If caffeine triggers a headache, this is because the narrowed blood vessels reduce the blood flow to the muscles, so the muscles start to cramp indicating that their muscles are the main cause of the pain.
At the same time, caffeine does not directly cause headaches, but too much of the substance can trigger “caffeine rebound”.
A caffeine rebound headache occurs from withdrawal of caffeine after a sufferer continually consumes too much of the substance. This is very applicable during a religious fasting period. Though the physical side effects can be severe, only 2% of the population suffers from caffeine rebound.
Caffeine Should Not Be Used to Treat Headaches
Dr Elliot Shevel is South Africa’s migraine surgery pioneer and the medical director of The Headache Clinic. He explains why caffeine should not be used to treat arterial headaches, despite its potential inhibiting capabilities. “The effects on the brain can vary tremendously depending upon how often you use it,” he says. (2)
“With daily or near daily caffeine exposure, the brain may develop a tolerance for the drug. Dependency develops when the brain expects that an additional dose of caffeine will be coming soon. If that caffeine expectation is unmet, a withdrawal syndrome results which includes headache as a prominent symptom. This will come alongside fatigue, trouble concentrating, nausea and other symptoms suggesting of migraine. (3)
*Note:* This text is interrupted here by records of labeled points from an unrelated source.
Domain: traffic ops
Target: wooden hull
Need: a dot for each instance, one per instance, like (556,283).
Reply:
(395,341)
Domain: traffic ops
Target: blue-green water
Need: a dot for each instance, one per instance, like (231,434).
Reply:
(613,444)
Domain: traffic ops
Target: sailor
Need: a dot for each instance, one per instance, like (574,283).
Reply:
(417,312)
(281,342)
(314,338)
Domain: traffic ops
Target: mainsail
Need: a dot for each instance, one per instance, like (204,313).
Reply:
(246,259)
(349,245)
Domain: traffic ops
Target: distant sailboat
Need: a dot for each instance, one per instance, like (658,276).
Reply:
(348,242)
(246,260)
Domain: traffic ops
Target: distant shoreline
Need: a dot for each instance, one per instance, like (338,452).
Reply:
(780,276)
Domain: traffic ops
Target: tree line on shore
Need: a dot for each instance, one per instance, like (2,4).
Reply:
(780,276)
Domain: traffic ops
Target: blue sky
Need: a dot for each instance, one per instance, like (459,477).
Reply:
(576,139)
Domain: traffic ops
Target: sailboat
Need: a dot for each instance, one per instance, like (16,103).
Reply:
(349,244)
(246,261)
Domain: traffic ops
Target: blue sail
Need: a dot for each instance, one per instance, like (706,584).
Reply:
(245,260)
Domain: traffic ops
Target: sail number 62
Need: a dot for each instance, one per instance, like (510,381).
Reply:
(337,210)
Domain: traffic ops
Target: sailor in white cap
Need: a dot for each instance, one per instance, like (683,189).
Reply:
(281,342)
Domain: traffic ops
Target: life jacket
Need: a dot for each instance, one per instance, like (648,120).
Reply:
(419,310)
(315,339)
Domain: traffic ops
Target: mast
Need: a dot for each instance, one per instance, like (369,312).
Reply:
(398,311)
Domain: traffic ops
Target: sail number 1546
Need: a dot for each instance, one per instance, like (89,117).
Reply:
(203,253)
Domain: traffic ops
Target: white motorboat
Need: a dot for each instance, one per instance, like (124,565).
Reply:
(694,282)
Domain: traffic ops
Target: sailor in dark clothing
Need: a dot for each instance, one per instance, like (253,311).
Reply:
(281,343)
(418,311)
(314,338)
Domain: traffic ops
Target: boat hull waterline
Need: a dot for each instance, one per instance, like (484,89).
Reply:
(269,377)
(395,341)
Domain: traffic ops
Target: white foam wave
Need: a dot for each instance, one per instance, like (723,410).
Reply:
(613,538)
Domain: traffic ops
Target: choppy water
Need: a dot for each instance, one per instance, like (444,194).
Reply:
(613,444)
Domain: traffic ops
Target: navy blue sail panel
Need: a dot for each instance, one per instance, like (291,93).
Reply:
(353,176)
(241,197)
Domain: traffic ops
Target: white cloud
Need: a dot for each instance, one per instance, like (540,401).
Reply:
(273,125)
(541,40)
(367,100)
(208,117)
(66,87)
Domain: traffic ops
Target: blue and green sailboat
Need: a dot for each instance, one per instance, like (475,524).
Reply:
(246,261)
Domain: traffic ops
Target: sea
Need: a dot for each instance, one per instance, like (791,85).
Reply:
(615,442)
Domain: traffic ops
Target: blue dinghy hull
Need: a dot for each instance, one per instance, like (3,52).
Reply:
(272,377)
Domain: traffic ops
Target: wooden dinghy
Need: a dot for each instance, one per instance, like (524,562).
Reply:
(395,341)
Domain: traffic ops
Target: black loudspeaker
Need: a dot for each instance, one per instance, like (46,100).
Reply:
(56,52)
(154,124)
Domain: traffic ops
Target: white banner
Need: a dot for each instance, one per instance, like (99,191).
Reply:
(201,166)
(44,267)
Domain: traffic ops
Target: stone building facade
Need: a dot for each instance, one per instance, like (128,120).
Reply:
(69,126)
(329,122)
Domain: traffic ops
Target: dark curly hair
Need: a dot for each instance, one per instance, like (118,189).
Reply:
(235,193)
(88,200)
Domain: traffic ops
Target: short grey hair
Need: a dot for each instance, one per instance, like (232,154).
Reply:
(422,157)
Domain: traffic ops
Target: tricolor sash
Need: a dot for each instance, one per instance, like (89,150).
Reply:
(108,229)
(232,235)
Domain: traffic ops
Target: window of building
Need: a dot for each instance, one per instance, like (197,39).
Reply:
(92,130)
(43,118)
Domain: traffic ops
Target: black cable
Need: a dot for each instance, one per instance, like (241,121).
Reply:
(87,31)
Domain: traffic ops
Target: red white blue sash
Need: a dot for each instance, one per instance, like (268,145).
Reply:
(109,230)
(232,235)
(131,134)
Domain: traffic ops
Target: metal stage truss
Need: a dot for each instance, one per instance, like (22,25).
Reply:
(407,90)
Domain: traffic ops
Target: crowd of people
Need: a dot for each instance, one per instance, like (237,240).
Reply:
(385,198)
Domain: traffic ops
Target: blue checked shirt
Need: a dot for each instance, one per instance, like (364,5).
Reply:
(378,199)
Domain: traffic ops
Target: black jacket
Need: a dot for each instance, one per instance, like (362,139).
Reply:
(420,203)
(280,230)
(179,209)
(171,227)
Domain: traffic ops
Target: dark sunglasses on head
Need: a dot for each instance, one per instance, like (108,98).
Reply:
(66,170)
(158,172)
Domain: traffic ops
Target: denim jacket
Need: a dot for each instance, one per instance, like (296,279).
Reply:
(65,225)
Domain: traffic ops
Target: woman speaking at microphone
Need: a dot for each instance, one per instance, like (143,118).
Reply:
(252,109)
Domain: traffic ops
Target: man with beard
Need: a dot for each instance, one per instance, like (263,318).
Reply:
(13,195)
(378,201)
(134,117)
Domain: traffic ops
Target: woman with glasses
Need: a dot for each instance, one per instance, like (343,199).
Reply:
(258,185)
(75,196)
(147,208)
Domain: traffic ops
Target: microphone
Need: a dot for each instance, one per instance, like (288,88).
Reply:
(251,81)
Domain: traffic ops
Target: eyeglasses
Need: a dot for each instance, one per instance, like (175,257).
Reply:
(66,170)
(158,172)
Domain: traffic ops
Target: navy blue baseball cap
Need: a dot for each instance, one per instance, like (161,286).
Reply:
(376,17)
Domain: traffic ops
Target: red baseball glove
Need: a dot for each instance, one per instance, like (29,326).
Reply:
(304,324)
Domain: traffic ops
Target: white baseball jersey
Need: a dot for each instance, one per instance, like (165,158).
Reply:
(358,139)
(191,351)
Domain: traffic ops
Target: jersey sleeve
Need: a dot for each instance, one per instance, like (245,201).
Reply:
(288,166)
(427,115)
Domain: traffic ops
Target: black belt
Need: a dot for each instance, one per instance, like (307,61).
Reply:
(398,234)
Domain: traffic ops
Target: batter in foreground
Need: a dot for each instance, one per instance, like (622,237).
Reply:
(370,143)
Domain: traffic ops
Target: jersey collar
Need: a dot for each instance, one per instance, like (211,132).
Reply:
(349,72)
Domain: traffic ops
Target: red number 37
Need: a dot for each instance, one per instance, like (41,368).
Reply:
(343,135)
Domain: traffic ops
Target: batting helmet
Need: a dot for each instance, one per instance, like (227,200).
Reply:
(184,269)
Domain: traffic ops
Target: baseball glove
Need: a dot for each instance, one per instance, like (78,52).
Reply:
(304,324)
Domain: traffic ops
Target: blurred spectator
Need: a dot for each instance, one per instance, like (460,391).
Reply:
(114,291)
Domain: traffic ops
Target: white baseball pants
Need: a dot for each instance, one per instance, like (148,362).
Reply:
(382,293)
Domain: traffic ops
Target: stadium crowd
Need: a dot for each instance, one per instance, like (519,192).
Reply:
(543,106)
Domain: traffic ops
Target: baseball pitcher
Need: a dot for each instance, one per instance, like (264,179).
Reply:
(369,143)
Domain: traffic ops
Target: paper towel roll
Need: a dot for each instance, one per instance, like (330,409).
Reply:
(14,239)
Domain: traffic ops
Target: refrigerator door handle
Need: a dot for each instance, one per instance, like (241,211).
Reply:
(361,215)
Common Caffeine Containing Products
It is important to know what products contain caffeine,” says Dr Shevel. “This way you can monitor your intake and prevent a dependency on caffeine.”
Examples of products that contain caffeine are:
- Cocoa and chocolate
- Soft drinks / energy drinks / sports drinks
- Over the counter stimulants / pain relievers
- Cold remedies
Basically, caffeine in an isolated form does not have to be the cause of your afternoon headache, but Dr Shevel warns us that “the excessive and chronic consumption of caffeine promotes a state of cortical hyper excitability that can intensify a primary headache or trigger a headache due to excessive analgesic use”.